O “carisma” e a “força extraordinária” de Ghoya, figura de proa do rap crioulo, fizeram com que João Miller Guerra decidisse dedicar-lhe um documentário, “Complô”, que tem estreia mundial esta semana, no 36.º Festival de Cinema de Marselha.

O que começou como a ideia de dedicar um documentário ao rap crioulo acabou por transformar-se num retrato de Bruno Furtado, que na música é Ghoya, nascido em Portugal, filho de mãe santomense e pai cabo-verdiano, mas a quem foi negada cidadania portuguesa, como a toda uma geração de filhos de imigrantes.

João Miller Guerra recordou, em entrevista à agência Lusa, que conheceu Bruno Furtado há mais de 15 anos, nas filmagens de “Li Ké Terra”, cuja realização partilha com Filipa Reis e Nuno Baptista, e que conta a história de Miguel e Rúben, descendentes de imigrantes cabo-verdianos que vivem, ou pelos menos viviam na altura, em Portugal, sem documentação, num bairro nos subúrbios de Lisboa.

“São dois rapazes que estão completamente estagnados por falta de obtenção da nacionalidade. E o Bruno é mais um. Estava nessa situação e está”, disse.

Bruno é meio-irmão de Rúben e tem uma breve aparição em “Li Ké Terra”. “Sentimos que ele era uma personagem com imenso carisma, com uma força extraordinária”, partilhou o realizador, lembrando que “no pouco tempo que Bruno aparecia era a cantar uma das suas músicas”.

Depois de “Li Ké Terra”, João Miller Guerra continuou a trabalhar nos mesmos contextos sociais e foi-se apercebendo que Ghoya “é uma figura incontornável do rap crioulo, que às vezes é referido como o Tupac português”.

As filmagens começaram em 2019 e à medida que iam acontecendo a realidade impôs-se e João Miller Guerra sentiu que “o filme podia crescer”, “além de ser um retrato de um tipo que é um grande cantor de rap crioulo, um rapper”.

“A dada altura apanhamos a morte do [ator] Bruno Candé [assassinado em julho de 2020 numa rua em Moscavide, num crime motivado por ódio racial], e o Bruno [Ghoya] é ativista político contra o racismo e muito ligado às manifestações”, referiu o realizador, justificando assim as primeiras imagens de “Complô”, captadas numa das manifestações contra o racismo que aconteceram em Lisboa após a morte do ator.

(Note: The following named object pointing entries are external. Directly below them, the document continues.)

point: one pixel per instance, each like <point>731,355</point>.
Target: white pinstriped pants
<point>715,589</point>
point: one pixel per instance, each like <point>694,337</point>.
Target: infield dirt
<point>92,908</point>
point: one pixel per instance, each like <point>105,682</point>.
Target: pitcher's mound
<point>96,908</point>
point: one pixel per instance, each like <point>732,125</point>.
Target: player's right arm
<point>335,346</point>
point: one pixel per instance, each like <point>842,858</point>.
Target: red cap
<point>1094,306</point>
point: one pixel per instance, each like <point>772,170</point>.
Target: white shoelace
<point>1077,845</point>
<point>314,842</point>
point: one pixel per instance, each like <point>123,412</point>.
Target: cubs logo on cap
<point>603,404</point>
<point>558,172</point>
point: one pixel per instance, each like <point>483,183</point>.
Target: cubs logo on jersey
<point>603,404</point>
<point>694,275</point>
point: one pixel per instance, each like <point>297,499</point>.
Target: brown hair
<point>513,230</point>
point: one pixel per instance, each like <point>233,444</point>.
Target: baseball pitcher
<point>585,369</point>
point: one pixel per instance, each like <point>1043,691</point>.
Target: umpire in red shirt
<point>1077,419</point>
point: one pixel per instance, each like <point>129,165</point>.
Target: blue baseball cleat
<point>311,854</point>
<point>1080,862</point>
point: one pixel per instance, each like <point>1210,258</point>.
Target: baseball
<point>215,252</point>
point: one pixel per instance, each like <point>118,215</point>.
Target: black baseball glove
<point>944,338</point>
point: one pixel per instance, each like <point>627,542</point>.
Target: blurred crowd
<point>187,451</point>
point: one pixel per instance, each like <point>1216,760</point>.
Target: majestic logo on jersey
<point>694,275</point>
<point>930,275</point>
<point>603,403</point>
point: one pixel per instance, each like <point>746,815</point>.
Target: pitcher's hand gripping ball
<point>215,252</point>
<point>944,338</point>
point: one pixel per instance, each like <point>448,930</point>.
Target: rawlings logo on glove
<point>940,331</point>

Além do ódio racial e do “problema que assola toda uma geração” de pessoas nascidas em Portugal mas que não têm nacionalidade portuguesa, o filme aborda também a vida dentro das prisões.

João Miller Guerra destaca o momento no filme em que Bruno descreve o que é estar preso em Portugal. “Não me lembro de ver em filme alguém falar com aquela clareza sobre o que se passa nas prisões e porque é que se passa assim”, disse.

O realizador foi fazendo o filme “com o Bruno, e não sobre o Bruno”, como faz questão de dizer, ao longo de quatro anos.

Em 2023 acabou por dar as filmagens como concluídas.

“Tive muita esperança que o álbum [de Ghoya] ficasse pronto e o filme cobrisse também a saída do álbum, mas a dada altura percebi que as minhas expectativas não tinham de ser as do Bruno. Resolvi terminar o filme e deixar o processo um bocadinho em aberto”, contou.

O realizador faz uma distinção entre Bruno - o ativista, ex-recluso, pai que não conseguiu ir assistir ao nascimento do filho em Londres porque não tinha documentos - e Ghoya - o rapper cujo processo de gravação de um álbum é acompanhado pelas câmaras.

Mas em “Complô”, filme que “pelos piores motivos se foi tornando cada vez mais pertinente”, os dois misturam-se.

O título do documentário é o nome de uma das músicas de Ghoya. “Pareceu-me que a vida dele em parte tem sido um grande complô contra ele e achei que devia ser o nome”, disse.

O filme tem estreia mundial no 36.º Festival Internacional de Cinema de Marselha (FID Marseille), que começa hoje, estando agendadas exibições na quarta-feira e no domingo, dia em que termina o certame.

João Miller Guerra estará presente no festival, mas Ghoya não, por estar a aguardar a autorização de residência. Algo que o realizador lamenta, porque, além de tudo, gostava que a apresentação do filme fosse acompanhada por uma atuação do rapper, numa cidade onde “há uma grande comunidade cabo-verdiana”.

Esse plano fica para mais tarde, quando o filme se estrear em Portugal.

“Há uma expectativa grande que o filme entre no DocLisboa”, partilhou.